Wed Jun 15 00:48:03 EDT 2016

On Tue, Jun 14, 2016 at 8:03 PM, Albert-Jan Roskam
<sjeik_appie at hotmail.com> wrote:
>
>     proc = Popen("ls -lF", cwd=cwd, shell=True, stdout=PIPE, stderr=PIPE)

Don't use shell=True if you can avoid it. "ls" isn't a shell command.
Use ['ls', '-lF'].

The child process probably buffers its output when stdout isn't a
terminal. A typical standard I/O buffer size is 4 KiB. Reading from
the pipe will block until the child flushes the buffer to the pipe. It
might fflush() at checkpoints, but otherwise this happens
automatically when the buffer is full or when the child exits
normally.

On Linux you can use stdbuf to try forcing a program's stdout to use
either no buffering (-o0) or line buffering (-oL) -- e.g. `stdbuf -o0
ls -lF`. That said, "ls" should use full buffering in a pipe. You need
to test using a long-running process with intermittent output. You
could use a Python script that sleeps for a random interval between
writes to stdout and stderr.

On Windows there's no program like stdbuf to control standard I/O
buffering. If the target is a Python script, you can force interactive
mode using the "-i" option or disable buffering using "-u" (but -u
doesn't work for the 2.x REPL on Windows, since it switches to binary
mode).

>             #output, errors = proc.communicate() # "Wait for process to terminate."
>             output = proc.stdout.read()  # docs: "Use communicate() rather than .stdin.write, .stdout.read or .stderr.read"
>             errors = proc.stderr.read()

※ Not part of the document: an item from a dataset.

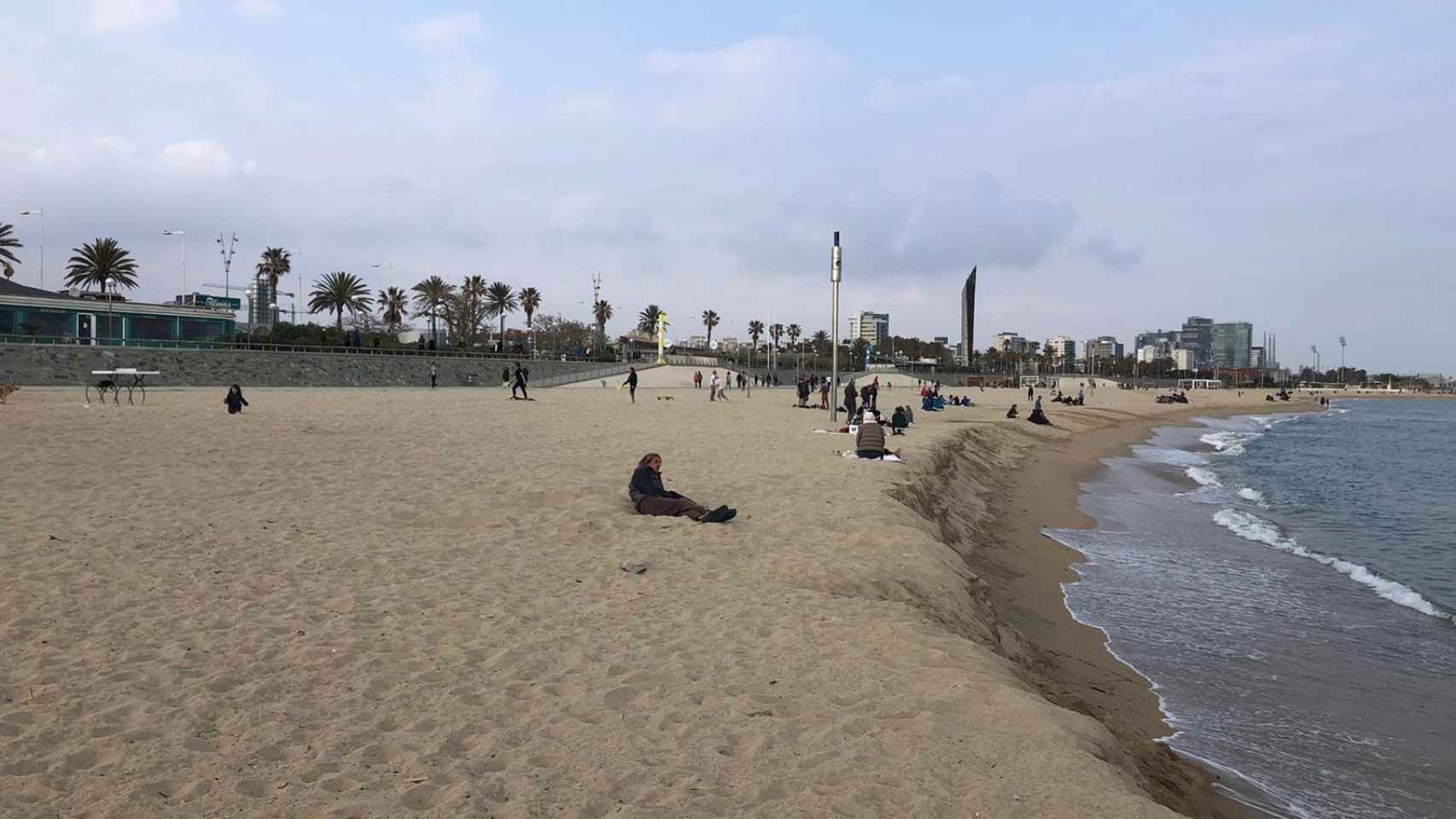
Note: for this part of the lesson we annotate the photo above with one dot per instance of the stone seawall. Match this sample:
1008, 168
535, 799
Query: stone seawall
61, 365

Start a dedicated thread to read from each file. Otherwise you can end
up with a deadlock. For example, the child could block while writing
to a full stderr pipe, while the parent blocks while reading from an
empty stdout pipe. Also, you should read by lines using readline(), or
a byte at a time using read(1).

>             if errors:
>                 raise RuntimeError(str(errors))

Data on stderr doesn't necessarily indicate an error. It could simply
be logging, warnings, or debug output. An error is indicated by a
non-zero exit code. Use proc.wait().